Researchers at The Shelton Group, a marketing firm, sought to examine the recycling and purchasing habits of the millennial generation, finding that while they were less likely to throw plastic and glass into blue bins, they were more inclined to purchase products or services from companies that tout themselves as being more green than their competitors.
While the relationship between one’s philosophy on sustainability and broader beliefs may seem somewhat tenuous, the two may indeed be linked.
“Millennials are pushing companies to make a positive impact on the world because they believe global problems are too big for individuals to solve,” explains Suzanne Shelton, president and CEO of The Shelton Group, in a press release. “Millennials will reward corporations that take action and address problems for them.”
Terming the phenomenon “reverse crowdsourcing,” Shelton says that many millennials view supporting sustainable brands as being a form of activism.
The attitudes of millennials toward recycling and waste were measured both through previous data, and by asking individuals which types of behavior they would feel embarrassed about.
Forty-one percent said they’d feel ashamed to toss litter out of a car window, while 39 percent said they’d feel guilty about wasting food.

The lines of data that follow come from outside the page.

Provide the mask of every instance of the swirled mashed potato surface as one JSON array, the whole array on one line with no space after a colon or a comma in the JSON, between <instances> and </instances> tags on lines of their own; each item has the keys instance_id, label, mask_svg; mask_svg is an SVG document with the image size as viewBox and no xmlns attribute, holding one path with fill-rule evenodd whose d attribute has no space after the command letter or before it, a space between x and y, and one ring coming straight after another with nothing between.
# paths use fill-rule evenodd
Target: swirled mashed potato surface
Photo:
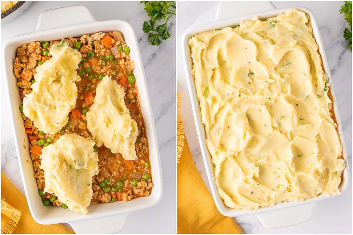
<instances>
[{"instance_id":1,"label":"swirled mashed potato surface","mask_svg":"<svg viewBox=\"0 0 353 235\"><path fill-rule=\"evenodd\" d=\"M44 192L55 193L71 210L86 214L92 198L92 177L98 174L95 142L75 134L61 136L42 150Z\"/></svg>"},{"instance_id":2,"label":"swirled mashed potato surface","mask_svg":"<svg viewBox=\"0 0 353 235\"><path fill-rule=\"evenodd\" d=\"M14 5L18 2L18 1L1 1L1 13L8 10Z\"/></svg>"},{"instance_id":3,"label":"swirled mashed potato surface","mask_svg":"<svg viewBox=\"0 0 353 235\"><path fill-rule=\"evenodd\" d=\"M136 158L135 142L137 125L125 105L124 88L106 76L96 89L94 103L86 115L87 128L97 141L126 160Z\"/></svg>"},{"instance_id":4,"label":"swirled mashed potato surface","mask_svg":"<svg viewBox=\"0 0 353 235\"><path fill-rule=\"evenodd\" d=\"M339 193L345 162L308 19L291 10L189 41L206 144L229 207Z\"/></svg>"},{"instance_id":5,"label":"swirled mashed potato surface","mask_svg":"<svg viewBox=\"0 0 353 235\"><path fill-rule=\"evenodd\" d=\"M52 57L36 68L33 91L23 99L23 113L40 131L53 135L66 124L75 107L81 55L63 40L50 51Z\"/></svg>"}]
</instances>

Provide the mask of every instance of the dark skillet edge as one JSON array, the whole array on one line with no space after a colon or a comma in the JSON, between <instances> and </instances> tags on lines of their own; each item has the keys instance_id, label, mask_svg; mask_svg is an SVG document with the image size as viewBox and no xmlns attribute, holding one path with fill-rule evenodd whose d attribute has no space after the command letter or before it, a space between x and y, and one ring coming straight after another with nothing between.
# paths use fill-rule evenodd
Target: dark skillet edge
<instances>
[{"instance_id":1,"label":"dark skillet edge","mask_svg":"<svg viewBox=\"0 0 353 235\"><path fill-rule=\"evenodd\" d=\"M20 1L15 4L12 6L1 13L1 18L4 19L8 16L9 16L11 13L15 11L19 8L22 5L26 2L25 1Z\"/></svg>"}]
</instances>

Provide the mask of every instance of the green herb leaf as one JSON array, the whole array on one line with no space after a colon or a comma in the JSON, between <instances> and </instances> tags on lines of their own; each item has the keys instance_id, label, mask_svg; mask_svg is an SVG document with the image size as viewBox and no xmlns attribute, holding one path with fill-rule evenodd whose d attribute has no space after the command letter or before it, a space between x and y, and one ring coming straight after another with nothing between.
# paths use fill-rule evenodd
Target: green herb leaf
<instances>
[{"instance_id":1,"label":"green herb leaf","mask_svg":"<svg viewBox=\"0 0 353 235\"><path fill-rule=\"evenodd\" d=\"M275 20L274 21L270 21L270 23L269 23L268 25L271 27L275 27L276 26L276 24L277 23L277 20Z\"/></svg>"},{"instance_id":2,"label":"green herb leaf","mask_svg":"<svg viewBox=\"0 0 353 235\"><path fill-rule=\"evenodd\" d=\"M148 35L148 40L151 44L154 46L158 45L162 42L162 40L166 40L171 36L168 31L167 24L170 17L176 14L175 2L152 1L141 1L140 3L145 4L145 10L147 16L151 17L149 24L146 21L143 23L142 29ZM165 19L164 23L155 28L156 22L163 19Z\"/></svg>"},{"instance_id":3,"label":"green herb leaf","mask_svg":"<svg viewBox=\"0 0 353 235\"><path fill-rule=\"evenodd\" d=\"M208 91L208 87L206 87L203 90L203 96L205 97L207 97L207 92Z\"/></svg>"},{"instance_id":4,"label":"green herb leaf","mask_svg":"<svg viewBox=\"0 0 353 235\"><path fill-rule=\"evenodd\" d=\"M343 31L343 37L348 41L348 47L352 50L352 1L345 1L345 4L342 5L340 10L340 13L345 14L345 19L351 26L351 30L349 28L346 28Z\"/></svg>"}]
</instances>

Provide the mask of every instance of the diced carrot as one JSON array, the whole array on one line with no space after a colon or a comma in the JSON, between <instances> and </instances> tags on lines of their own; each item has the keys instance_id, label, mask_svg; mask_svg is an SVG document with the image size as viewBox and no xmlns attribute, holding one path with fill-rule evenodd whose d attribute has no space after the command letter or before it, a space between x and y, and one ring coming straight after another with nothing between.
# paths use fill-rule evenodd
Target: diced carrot
<instances>
[{"instance_id":1,"label":"diced carrot","mask_svg":"<svg viewBox=\"0 0 353 235\"><path fill-rule=\"evenodd\" d=\"M94 95L93 92L88 92L85 95L85 101L86 103L88 105L93 103L93 100L94 99Z\"/></svg>"},{"instance_id":2,"label":"diced carrot","mask_svg":"<svg viewBox=\"0 0 353 235\"><path fill-rule=\"evenodd\" d=\"M112 46L114 46L116 42L114 40L114 39L112 38L110 36L107 34L106 34L103 37L103 38L101 40L101 42L103 44L103 45L106 46L106 47L107 47L108 48L111 47Z\"/></svg>"},{"instance_id":3,"label":"diced carrot","mask_svg":"<svg viewBox=\"0 0 353 235\"><path fill-rule=\"evenodd\" d=\"M122 200L122 192L119 192L118 193L118 200Z\"/></svg>"},{"instance_id":4,"label":"diced carrot","mask_svg":"<svg viewBox=\"0 0 353 235\"><path fill-rule=\"evenodd\" d=\"M43 63L46 60L48 60L51 58L52 58L51 56L42 56L42 63Z\"/></svg>"},{"instance_id":5,"label":"diced carrot","mask_svg":"<svg viewBox=\"0 0 353 235\"><path fill-rule=\"evenodd\" d=\"M133 168L134 166L133 165L133 162L132 162L132 161L129 161L126 163L126 167L128 169L131 170Z\"/></svg>"},{"instance_id":6,"label":"diced carrot","mask_svg":"<svg viewBox=\"0 0 353 235\"><path fill-rule=\"evenodd\" d=\"M81 117L81 111L77 109L74 109L71 111L71 117L79 118Z\"/></svg>"},{"instance_id":7,"label":"diced carrot","mask_svg":"<svg viewBox=\"0 0 353 235\"><path fill-rule=\"evenodd\" d=\"M119 85L121 86L124 86L126 85L126 82L127 81L127 78L125 76L121 77L120 81L119 81Z\"/></svg>"},{"instance_id":8,"label":"diced carrot","mask_svg":"<svg viewBox=\"0 0 353 235\"><path fill-rule=\"evenodd\" d=\"M33 72L30 70L25 68L22 71L20 76L25 80L30 81L33 75Z\"/></svg>"},{"instance_id":9,"label":"diced carrot","mask_svg":"<svg viewBox=\"0 0 353 235\"><path fill-rule=\"evenodd\" d=\"M32 149L31 149L31 153L37 155L40 155L42 154L42 149L43 149L43 147L41 147L39 145L34 145L33 147L32 147Z\"/></svg>"},{"instance_id":10,"label":"diced carrot","mask_svg":"<svg viewBox=\"0 0 353 235\"><path fill-rule=\"evenodd\" d=\"M24 98L24 93L23 93L23 89L20 88L20 97L21 99L23 99Z\"/></svg>"},{"instance_id":11,"label":"diced carrot","mask_svg":"<svg viewBox=\"0 0 353 235\"><path fill-rule=\"evenodd\" d=\"M39 138L35 135L31 135L29 136L29 142L32 142L32 141L34 140L38 140L39 139Z\"/></svg>"}]
</instances>

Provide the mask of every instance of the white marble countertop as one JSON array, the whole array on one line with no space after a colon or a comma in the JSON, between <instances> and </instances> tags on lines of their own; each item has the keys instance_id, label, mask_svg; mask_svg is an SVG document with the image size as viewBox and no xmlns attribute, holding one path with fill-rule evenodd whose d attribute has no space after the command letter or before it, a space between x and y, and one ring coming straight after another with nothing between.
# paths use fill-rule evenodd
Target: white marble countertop
<instances>
[{"instance_id":1,"label":"white marble countertop","mask_svg":"<svg viewBox=\"0 0 353 235\"><path fill-rule=\"evenodd\" d=\"M8 38L34 30L40 14L54 8L84 5L98 20L122 19L129 22L136 31L149 89L162 162L164 193L156 205L130 214L121 233L174 233L176 228L175 189L175 17L168 28L172 37L159 46L147 41L142 29L149 18L143 4L138 2L35 2L11 22L1 25L1 45ZM76 17L79 17L78 15ZM2 80L5 79L2 74ZM23 192L17 157L14 144L10 118L6 113L9 107L5 87L1 87L1 169Z\"/></svg>"},{"instance_id":2,"label":"white marble countertop","mask_svg":"<svg viewBox=\"0 0 353 235\"><path fill-rule=\"evenodd\" d=\"M256 2L249 2L250 7ZM302 6L313 13L319 27L336 91L336 98L341 116L345 142L352 175L352 54L343 38L343 32L348 24L339 10L342 2L274 2L277 8ZM181 36L190 26L213 21L218 5L217 2L178 2L177 39L177 86L183 94L182 112L185 134L194 161L209 189L192 116L181 49ZM237 16L234 16L234 17ZM341 195L319 202L311 220L304 223L276 229L264 228L254 215L235 218L246 233L329 234L352 233L352 182Z\"/></svg>"}]
</instances>

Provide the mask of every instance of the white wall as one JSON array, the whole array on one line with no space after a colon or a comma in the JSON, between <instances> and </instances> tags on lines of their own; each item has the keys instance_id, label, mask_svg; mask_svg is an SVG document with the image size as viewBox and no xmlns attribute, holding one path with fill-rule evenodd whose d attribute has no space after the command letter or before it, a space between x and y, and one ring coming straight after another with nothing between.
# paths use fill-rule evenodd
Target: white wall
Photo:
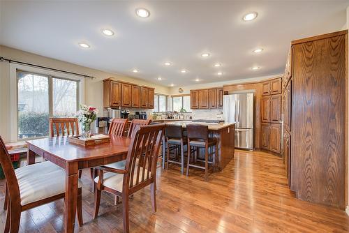
<instances>
[{"instance_id":1,"label":"white wall","mask_svg":"<svg viewBox=\"0 0 349 233\"><path fill-rule=\"evenodd\" d=\"M156 93L165 95L170 93L170 89L168 87L150 83L146 80L119 74L109 73L3 45L0 45L0 56L9 59L31 63L96 77L94 80L85 80L84 103L96 106L100 110L100 112L103 112L103 95L102 80L110 77L115 77L121 81L154 87ZM11 94L10 91L10 64L6 61L0 62L0 135L1 135L5 142L10 140L10 129L9 119L11 107L17 107L16 106L11 106L10 104Z\"/></svg>"}]
</instances>

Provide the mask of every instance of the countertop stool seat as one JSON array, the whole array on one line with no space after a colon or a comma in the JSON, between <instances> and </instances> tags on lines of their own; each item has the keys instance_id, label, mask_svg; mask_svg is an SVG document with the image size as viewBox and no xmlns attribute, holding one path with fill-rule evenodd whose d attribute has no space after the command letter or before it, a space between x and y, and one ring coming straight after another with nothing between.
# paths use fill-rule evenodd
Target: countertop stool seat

Only 28 and 25 percent of respondents said they’d feel bad about wasting water or failing to recycle, respectively. A previous survey showed that only a third of millennials adjust their thermostat to conserve energy, and about the same percentage recycled their paper and cans.
Yet despite their lack of action to save energy or recycle, 76 percent of millennials are concerned about the effects that climate change will have on their lives, while even more (82 percent) worry about how it will affect their children.
This most recent survey revealed that only about half of the general American populace feels the same way about climate change.
These findings “give companies a real opportunity,” Shelton argues. “Help the planet, help your business.”
Conducted in June with 1,000 millennials, the survey’s margin of error is 3.1 percentage points.